Rob Diaz de Villegas WFSU-TV
Last month, I ventured just outside the Forgotten Coast to Pensacola Beach. I was serving as videographer for Matt Roush and FSU Headlines. The piece was on research by Marcus Huettel and Joel Kostka on some important little critters (we love important little critters), really little ones. The sand was a gleaming white, reflecting the sun onto me and burning my feet. Parents and children swam in the water while a row of bulldozers sat idle with bored cleanup workers resting in the shade of their machines’ canopies. At a glance, it didn’t look like the beach had recently been covered in a mat of crude oil.
Drs. Huettel and Kostka took a little more than a glance, though. They and their graduate students dug two trenches in the sand, one on each side of a tent set up by a family right next to the designated research area. I wondered if those vacationers looked into those trenches and saw what we saw, what you’ll see in the video above. It looked like a Viennetta ice cream cake- clean white vanilla with little streaks of chocolate. At least the oil was a little deeper than where a sandcastle moat would be dug.

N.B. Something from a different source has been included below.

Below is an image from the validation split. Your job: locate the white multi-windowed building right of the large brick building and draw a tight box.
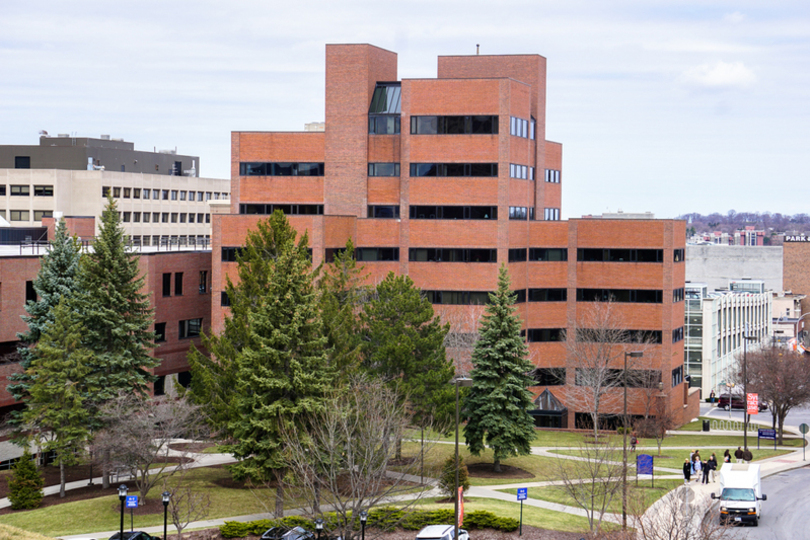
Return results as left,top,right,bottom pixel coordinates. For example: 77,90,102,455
684,279,773,398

The little critters being studied eat oil; microbes who may provide us with a safe alternative to products like Corexit. Corexit disperses oil, spreading it thin enough to be considered safe, with a low enough parts-per-million in the water. Corexit itself is a solution of mysterious composition (one disclosed ingredient is petroleum distillate) which is potentially toxic. It’s difficult to tell, as few people know what is in it. Of course, all of those microbes are part of an ecosystem, and their feeding on this abundant food source and thriving and multiplying may have consequences as well. Intuitively, the solution nature has honed over millions of years should work more effectively and with less harm to the Gulf than one that seems like it was designed to quickly disperse oil and get it out of our sight. We’ll see what the research finds.